Tentei fazê-lo; falar de imprevistos e torná-los explícitos em texto principal
não só revelou os meus estranhamentos mas, sobretudo, fez descobrir encontros '
revelou mais o outro. Julgo que importa dialogar em texto com quem nos vamos
relacionando em processo mútuo de criação de conhecimento ' a representação
deve depois assegurar que os encontros permanecem, não numa espécie de
perenidade impossível (afinal são encontros circunstanciais) mas como base e
processo de fundamentação de um certo conhecimento criado.

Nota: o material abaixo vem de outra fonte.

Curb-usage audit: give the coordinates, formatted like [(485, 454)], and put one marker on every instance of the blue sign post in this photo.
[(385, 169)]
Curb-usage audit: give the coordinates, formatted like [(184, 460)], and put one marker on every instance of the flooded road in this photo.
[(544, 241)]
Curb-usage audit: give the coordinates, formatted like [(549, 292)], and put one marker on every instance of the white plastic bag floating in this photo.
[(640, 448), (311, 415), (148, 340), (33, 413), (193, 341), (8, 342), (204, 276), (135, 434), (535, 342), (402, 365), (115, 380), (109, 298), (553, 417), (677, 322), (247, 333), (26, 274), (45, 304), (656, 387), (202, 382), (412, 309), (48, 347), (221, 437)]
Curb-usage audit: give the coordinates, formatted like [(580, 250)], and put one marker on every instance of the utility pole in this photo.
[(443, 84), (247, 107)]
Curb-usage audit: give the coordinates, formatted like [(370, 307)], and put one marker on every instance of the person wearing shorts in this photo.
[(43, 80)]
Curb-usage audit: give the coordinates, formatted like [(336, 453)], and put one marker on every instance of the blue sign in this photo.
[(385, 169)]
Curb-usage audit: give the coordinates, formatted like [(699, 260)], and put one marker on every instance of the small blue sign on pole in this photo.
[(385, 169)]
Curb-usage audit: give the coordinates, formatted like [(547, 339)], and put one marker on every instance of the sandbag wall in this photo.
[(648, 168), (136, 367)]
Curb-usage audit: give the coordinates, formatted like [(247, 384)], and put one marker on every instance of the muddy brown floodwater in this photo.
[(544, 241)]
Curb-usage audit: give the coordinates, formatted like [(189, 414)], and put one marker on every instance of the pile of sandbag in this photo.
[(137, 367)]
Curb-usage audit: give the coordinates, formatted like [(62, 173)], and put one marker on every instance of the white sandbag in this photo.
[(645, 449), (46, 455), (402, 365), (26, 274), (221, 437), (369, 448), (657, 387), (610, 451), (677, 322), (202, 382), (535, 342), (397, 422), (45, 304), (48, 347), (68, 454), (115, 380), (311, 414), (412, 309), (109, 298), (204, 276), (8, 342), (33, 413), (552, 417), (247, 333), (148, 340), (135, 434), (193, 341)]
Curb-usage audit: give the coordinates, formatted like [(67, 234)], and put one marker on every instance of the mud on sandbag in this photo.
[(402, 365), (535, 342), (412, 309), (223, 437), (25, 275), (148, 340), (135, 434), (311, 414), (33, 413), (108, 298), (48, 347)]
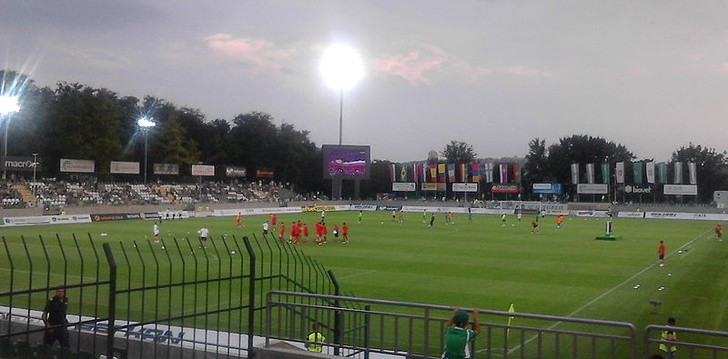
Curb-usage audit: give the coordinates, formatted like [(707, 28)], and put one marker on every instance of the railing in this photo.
[(152, 299)]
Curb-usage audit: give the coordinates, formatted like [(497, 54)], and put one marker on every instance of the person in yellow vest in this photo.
[(315, 339), (668, 335)]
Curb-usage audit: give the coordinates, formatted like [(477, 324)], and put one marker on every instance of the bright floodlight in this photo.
[(9, 104), (341, 67), (145, 123)]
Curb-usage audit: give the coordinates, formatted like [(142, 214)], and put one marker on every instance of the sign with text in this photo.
[(82, 166), (465, 187), (203, 170), (592, 188), (681, 189), (129, 168), (404, 187)]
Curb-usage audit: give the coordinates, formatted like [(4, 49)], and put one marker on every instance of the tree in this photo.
[(581, 149), (711, 167), (534, 170), (459, 152)]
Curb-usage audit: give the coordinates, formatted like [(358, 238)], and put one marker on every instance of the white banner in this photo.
[(574, 173), (589, 173), (693, 169), (619, 172), (678, 172), (465, 187), (38, 220), (203, 170), (681, 189), (404, 187), (650, 169), (129, 168), (593, 188), (84, 166), (631, 215)]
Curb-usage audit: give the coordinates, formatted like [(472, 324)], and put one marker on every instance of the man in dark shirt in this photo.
[(54, 317)]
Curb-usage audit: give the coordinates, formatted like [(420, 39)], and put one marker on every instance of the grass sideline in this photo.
[(483, 264)]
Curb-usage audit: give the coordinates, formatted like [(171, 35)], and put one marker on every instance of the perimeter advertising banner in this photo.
[(166, 169), (592, 188), (681, 189), (404, 187), (17, 163), (203, 170), (129, 168), (465, 187), (547, 188), (82, 166)]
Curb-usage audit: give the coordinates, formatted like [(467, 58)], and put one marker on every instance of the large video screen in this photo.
[(346, 161)]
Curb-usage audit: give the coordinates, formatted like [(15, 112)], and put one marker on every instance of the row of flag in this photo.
[(462, 172), (642, 172)]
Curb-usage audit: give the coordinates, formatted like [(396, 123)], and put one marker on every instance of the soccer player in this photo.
[(203, 233), (669, 335), (266, 226), (457, 337), (345, 233), (155, 230), (559, 221)]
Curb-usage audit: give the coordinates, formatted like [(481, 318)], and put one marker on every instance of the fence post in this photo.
[(337, 314), (112, 300), (251, 294)]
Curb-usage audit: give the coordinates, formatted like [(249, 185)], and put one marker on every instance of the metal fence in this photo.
[(150, 299), (416, 330)]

Em texto,
aparentemente, as estratégias para o fazer são simultaneamente mais fáceis e
mais difíceis de concretizar. Em imagem, as pessoas estão lá; por maior
trabalho de autoria que possa existir, mesmo no sentido da ficção total ou de
recriação cultural, chegam-nos como indivíduos, subjetivamente imensos, que não
se esgotam naquelas imagens (e daí os necessários cuidados a ter em representar
bem). Sobretudo, chegam-nos como indivíduos concretos.
Maria da Paneira, num dos últimos momentos de fala do meu filme, di-lo de forma
apurada e enquanto aquece na lareira um pote com água: Não diga a ninguém que
está a filmar em Tourém quer-nos fazer mais pobres do que já somos. Ela
reconhece a importância de um plano, de uma sequência numa cozinha antiga,
escura do fumo de anos a curar o fumeiro, da sua representação em imagem criada
simultaneamente por mim e por ela e da representação que muitos outros
espectadores criarão sobre aquele lugar, ela, eu; nunca ela havia mencionado
antes, em inúmeras ocasiões que ali estivera sem a câmara de filmar, o
(suposto) feio. É Margarida que fecha o filme e o argumento quando diz: Sempre
é melhor ver isto do que outras coisas que passam na televisão pelo menos são
coisas nossas! É este o sentido que procuro dar às minhas etnografias textuais
e visuais ' que sejam não só apenas coisas minhas (e de uma academia
[inglesa]), mas, também, de todos aqueles que represento antropologicamente em
texto escrito e em imagem e que, neste sentido, a representação dos próprios
imprevistos (da vida) seja negociada com eles.